Pendant près de 30 ans, Joël Le Scouarnec a consigné dans des carnets des noms, prénoms, adresses, photos et descriptions de scènes sordides. Depuis l'interpellation et la mise en examen de ce chirurgien digestif, les gendarmes tentent de retrouver les victimes potentielles de ce médecin soupçonné d'avoir abusé de 349 enfants tout au long de sa carrière. Depuis plusieurs mois, les enquêteurs contactent tour à tour les noms inscrits dans ces carnets. 

Certaines victimes présumées, devenues aujourd'hui adulte, découvrent à cette occasion les faits qu'elles auraient subis. Une situation fréquente chez les victimes de pédophile qui sont 40% à n'avoir aucun souvenir des violences sexuelles et 60% à n'avoir que des souvenirs partiels, selon Muriel Salmona, psychiatre et spécialiste de la mémoire traumatique.

BFMTV - Comment expliquer que des victimes d'agressions et de violences sexuelles dans leur enfance puissent n'avoir aucun souvenir de ces faits incriminés?

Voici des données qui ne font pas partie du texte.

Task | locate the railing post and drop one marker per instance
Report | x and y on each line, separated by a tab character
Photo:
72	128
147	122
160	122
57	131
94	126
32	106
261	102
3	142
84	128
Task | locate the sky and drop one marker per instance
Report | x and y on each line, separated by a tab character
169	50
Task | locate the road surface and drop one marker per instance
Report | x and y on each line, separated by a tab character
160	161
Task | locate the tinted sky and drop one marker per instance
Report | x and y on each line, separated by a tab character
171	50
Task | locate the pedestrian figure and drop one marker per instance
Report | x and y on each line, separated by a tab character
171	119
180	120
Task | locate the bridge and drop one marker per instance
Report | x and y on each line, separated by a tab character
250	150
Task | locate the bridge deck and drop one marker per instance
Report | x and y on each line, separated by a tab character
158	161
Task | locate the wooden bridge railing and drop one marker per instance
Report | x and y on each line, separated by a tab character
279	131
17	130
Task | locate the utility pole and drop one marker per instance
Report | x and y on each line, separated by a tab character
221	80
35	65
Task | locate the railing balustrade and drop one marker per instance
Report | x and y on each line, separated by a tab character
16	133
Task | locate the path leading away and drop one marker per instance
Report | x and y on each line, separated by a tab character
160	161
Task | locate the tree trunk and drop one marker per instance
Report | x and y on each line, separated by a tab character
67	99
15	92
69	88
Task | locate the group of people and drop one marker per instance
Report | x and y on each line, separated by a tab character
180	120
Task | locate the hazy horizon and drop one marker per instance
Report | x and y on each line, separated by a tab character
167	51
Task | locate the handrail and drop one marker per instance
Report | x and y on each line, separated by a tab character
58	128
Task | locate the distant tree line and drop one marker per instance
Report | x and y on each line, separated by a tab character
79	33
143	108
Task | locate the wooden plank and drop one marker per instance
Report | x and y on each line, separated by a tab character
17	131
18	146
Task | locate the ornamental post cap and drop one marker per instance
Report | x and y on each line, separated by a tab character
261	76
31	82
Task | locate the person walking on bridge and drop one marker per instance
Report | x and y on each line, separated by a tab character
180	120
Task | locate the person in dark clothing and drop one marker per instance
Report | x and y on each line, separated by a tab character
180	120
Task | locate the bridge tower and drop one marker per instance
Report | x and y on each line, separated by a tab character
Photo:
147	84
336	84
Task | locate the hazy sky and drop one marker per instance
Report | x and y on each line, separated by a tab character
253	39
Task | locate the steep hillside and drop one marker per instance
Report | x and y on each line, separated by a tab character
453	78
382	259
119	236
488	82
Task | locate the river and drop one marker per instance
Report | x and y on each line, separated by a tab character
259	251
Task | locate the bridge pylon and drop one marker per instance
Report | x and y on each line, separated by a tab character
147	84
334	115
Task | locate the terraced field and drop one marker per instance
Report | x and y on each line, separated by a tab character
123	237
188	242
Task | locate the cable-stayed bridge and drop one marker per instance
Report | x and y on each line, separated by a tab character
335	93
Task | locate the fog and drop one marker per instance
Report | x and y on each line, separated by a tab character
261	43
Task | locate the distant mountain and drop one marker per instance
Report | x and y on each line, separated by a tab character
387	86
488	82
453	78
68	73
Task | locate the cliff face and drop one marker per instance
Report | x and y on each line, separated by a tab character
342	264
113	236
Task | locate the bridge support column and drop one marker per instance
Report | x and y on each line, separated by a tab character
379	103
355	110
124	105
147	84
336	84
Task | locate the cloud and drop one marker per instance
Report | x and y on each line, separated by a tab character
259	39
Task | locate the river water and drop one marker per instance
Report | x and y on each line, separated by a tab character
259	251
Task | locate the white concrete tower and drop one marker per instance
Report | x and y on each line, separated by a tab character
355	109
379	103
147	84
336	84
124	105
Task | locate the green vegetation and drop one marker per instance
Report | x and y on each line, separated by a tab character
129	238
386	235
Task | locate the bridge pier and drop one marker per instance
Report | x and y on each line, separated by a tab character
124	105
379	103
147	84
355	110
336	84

MURIEL SALMONA - Ce ne sont pas les enfants qui enfouissent ces souvenirs, c'est une amnésie traumatique, c'est le cerveau qui, par mécaniste de sauvegarde, se déconnecte. Lorsque ces enfants sont confrontés à quelqu'un d'une extrême dangerosité, leur cerveau ne peut plus contrôler et il disjoncte au niveau du circuit émotionnel et de la mémoire pour se protéger et il y a, ce qu'on appelle, une dissociation traumatique. Le cerveau agit ainsi par sécurité, sinon les victimes pourraient ne pas y survivre, elles mouraient de stress. Cette absence de souvenirs est une amnésie traumatique avec une anesthésie émotionnelle.

Ces violences subies sont totalement effacées de la mémoire des victimes?

Non, ces souvenirs sont bloqués dans une partie du cerveau, l'amygdale cérébrale. C'est comme si les événements étaient dans un brouillard intense. Il s'agit de la mémoire traumatique qui se définit par des flashback, des cauchemars. C'est le fait de revivre à l'identique, les violences, les douleurs, le stress, la terreur. Par exemple, lorsque l'on touche une victime à un certain endroit, cela peut créer un état d'angoisse car cet endroit peut lui rappeler quelque chose, sans qu'elle ne sache quoi. Si rien est fait, les personnes vont devoir survivre avec ça et cela va avoir des effets sur leur santé. Ces victimes sont plus nombreuses à avoir des conduites addictives car ces conduites servent à anesthésier cette mémoire traumatique. C'est un peu comme une torture sans fin mais en plus il y a plein de choses qui reviennent et on ne peut même pas les relier à ce qu'il s'est passé.

Certaines victimes disent que même après avoir appris ce qu'elles ont subi, elles ne se souviennent toujours pas précisément de ces violences...

Souvent on savait qu'il s'était passé quelque chose, on avait un mal-être, on se demandait pourquoi on se sentait si mal, pourquoi par exemple dans le cadre de sa sexualité ça se passait aussi mal, il y avait des flashs mais ils étaient incompréhensibles, et d'un seul coup tout prend sens. Ca permet une sorte de soulagement. Mais on peut aussi ne plus avoir de souvenirs puisqu'il y a cette amnésie traumatique et même si on vous annonce on ne peut retrouver aucun lien, ne pas se souvenir du tout. C'est très étrange pour la personne car c'est tout un pan de son passé qui lui échappe et là c'est quelque chose de très grave. Souvent les gens pensent, parce que se sont des représentations habituelles, qu'on ne peut pas oublier des événements aussi traumatisants. Et bien si, car plus les événements sont traumatisants, plus on met en place des mécanismes de protection et plus il y a une amnésie traumatique.